Tuesday: What’s for Dinner?

Michael Smith from the television cooking show, “Chef at Home” is another “Star Chef” in the kitchen. His passion is farm-to-table cuisine, and simple recipes anyone can follow at home. If you’ve watched Michael in action, he is usually on his way to a local market to buy fresh fish or vegetables. His personal kitchen doubles as his studio space, where a lot of his creative juices flow. The space reflects his style and is home to what is most important to him. Let’s take a look into Michael’s famous kitchen and see what makes it his most favourite place in the world.
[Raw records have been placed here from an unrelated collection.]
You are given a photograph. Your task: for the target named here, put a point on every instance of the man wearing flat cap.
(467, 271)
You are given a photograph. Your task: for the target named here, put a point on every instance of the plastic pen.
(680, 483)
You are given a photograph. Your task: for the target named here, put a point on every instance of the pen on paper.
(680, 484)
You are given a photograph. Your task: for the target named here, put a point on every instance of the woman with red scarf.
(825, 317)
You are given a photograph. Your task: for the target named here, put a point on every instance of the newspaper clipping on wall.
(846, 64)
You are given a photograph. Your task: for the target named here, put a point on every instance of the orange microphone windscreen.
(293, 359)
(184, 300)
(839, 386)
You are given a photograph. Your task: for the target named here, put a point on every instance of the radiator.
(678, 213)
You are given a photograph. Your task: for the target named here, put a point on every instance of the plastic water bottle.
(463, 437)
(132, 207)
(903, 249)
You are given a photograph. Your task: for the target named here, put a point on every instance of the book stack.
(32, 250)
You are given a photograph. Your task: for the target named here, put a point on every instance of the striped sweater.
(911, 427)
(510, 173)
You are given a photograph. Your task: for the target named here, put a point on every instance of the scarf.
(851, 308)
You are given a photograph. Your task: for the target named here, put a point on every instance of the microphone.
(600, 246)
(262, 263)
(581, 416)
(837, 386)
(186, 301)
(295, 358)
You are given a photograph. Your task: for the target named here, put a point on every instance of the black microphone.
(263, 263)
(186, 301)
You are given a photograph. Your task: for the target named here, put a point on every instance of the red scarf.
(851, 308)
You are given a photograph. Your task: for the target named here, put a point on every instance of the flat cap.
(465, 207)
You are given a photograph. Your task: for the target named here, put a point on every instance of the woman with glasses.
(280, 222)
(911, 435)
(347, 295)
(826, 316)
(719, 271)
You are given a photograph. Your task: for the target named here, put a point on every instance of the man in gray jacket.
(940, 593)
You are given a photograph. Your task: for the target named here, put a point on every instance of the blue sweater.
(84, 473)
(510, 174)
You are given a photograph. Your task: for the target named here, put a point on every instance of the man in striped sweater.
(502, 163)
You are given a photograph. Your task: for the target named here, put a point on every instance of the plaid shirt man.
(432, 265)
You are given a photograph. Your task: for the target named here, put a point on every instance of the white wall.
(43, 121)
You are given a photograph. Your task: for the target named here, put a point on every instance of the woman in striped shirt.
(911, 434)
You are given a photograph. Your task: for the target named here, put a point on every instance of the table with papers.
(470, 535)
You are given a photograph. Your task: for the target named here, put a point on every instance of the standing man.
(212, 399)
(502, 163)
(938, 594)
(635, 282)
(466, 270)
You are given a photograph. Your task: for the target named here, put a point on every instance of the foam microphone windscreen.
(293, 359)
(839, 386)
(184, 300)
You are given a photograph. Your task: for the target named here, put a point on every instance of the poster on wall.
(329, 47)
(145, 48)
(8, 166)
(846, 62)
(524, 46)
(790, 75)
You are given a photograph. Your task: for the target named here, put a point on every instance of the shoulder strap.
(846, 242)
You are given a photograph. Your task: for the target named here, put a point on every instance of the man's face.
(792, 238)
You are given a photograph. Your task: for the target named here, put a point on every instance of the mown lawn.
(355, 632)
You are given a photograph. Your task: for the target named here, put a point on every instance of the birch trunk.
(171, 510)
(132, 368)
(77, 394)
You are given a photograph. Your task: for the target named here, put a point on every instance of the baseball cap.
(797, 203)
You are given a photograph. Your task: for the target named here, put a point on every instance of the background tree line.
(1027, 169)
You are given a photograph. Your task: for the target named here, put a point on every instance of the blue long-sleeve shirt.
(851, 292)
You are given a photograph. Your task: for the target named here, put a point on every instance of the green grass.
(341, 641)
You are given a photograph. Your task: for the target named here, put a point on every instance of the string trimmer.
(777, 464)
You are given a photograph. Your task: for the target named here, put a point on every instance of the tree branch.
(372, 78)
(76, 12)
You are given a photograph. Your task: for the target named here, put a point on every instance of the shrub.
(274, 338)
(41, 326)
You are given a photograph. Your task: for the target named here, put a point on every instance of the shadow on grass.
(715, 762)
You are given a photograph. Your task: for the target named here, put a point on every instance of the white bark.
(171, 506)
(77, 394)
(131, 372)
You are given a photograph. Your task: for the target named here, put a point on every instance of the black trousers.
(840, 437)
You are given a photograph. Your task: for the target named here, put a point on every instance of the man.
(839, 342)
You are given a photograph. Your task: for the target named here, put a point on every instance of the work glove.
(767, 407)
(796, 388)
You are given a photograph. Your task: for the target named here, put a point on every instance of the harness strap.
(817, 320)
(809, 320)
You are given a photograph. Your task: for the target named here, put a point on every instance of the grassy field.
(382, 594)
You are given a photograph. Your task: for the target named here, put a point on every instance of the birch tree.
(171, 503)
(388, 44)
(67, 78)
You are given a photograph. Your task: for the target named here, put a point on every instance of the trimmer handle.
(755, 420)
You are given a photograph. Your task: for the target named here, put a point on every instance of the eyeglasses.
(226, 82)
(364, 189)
I’m loving the idea of a kitchen being a reflection of who you are, and what you love. If your personality can be found in the kitchen, it most definitely will be found in the food that is cooked there! Chef Michael was sure to include things that were sentimental to him, like his old wine boxes, and his vast collection of knives. He also had an open spice library, which suited his taste for flavours from all over the world. What makes your kitchen uniquely you? Take a look around the space, and try to identify the elements that stand out as your personal signature. Making these components your focal point will help you better appreciate the kitchen that is a true expression of you.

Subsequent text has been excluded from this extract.